4. Three-level Cache Playback Mechanism
To reduce repetitive network requests and improve on-demand and progress bar dragging speeds, playback requests undergo three-level layering:
- Level 1 (File Cache): If "Cache song files" is enabled in settings, the audio will be downloaded and saved in the server's
cachephysical folder during the first playback. When playing the same song for the second time, the server side directly transfers this local file to the front-end (supports 206 Partial Content break-point pulling), allowing for on-demand progress bar dragging at any time. - Level 2 (Link Cache): The system will save music direct link URLs that were recently parsed successfully and may have time-limited Tokens in the browser's LocalStorage. If the song is triggered again before the expiration deadline, it will prioritize trying to load using this existing link.
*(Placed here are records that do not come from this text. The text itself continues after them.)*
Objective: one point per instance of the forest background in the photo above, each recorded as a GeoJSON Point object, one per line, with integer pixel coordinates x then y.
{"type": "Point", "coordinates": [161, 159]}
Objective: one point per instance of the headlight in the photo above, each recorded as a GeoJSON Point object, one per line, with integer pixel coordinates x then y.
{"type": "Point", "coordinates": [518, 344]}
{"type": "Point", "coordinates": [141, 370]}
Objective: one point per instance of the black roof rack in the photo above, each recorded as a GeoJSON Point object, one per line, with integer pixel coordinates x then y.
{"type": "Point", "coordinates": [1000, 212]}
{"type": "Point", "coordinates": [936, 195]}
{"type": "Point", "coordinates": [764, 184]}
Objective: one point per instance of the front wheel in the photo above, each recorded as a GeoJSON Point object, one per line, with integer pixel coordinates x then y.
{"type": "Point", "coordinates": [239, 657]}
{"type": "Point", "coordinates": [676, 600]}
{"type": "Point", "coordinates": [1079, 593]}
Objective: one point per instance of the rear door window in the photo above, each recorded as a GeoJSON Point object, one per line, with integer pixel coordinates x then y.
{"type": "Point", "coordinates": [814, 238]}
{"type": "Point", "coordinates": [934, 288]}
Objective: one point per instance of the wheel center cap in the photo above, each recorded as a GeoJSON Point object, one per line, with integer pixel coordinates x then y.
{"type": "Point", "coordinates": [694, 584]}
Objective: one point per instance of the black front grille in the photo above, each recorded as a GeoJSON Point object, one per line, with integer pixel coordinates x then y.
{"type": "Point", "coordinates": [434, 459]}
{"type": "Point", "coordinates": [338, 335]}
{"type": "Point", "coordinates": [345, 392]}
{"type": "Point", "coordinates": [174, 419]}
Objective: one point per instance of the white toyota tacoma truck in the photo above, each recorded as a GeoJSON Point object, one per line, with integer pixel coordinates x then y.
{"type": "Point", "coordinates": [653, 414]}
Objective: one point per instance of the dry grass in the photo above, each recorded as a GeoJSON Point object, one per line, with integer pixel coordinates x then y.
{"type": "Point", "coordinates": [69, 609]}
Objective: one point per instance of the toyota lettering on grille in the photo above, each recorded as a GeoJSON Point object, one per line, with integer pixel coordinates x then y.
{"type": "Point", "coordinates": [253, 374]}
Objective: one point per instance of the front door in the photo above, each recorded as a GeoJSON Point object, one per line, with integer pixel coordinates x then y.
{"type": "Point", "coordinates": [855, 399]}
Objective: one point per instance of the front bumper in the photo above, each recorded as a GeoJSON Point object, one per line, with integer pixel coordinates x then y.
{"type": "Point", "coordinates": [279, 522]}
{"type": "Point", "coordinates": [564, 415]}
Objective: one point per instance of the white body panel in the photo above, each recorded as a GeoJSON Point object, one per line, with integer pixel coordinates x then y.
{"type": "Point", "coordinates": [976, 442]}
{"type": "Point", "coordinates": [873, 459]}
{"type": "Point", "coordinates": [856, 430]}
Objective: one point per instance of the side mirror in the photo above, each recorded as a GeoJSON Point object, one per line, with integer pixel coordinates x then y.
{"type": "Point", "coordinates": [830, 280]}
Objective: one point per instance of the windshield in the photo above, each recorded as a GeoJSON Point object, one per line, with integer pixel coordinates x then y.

- Level 3 (Re-fetch in Real-time): When the local server cannot find the cache and the historical link saved by the browser also fails with an error, the system will re-call the sound source script to send a request to the music platform and calculate and obtain a new playback link.
⚠️ Data Space Cleanup: Clicking the various sub-item "Cache Cleanup" buttons in the player settings interface will issue a cleanup instruction for the specified directory (calling
fs.unlinkSync, etc.) to the server side, truly deleting historical download files and link records existing on the hard disk or LocalStorage.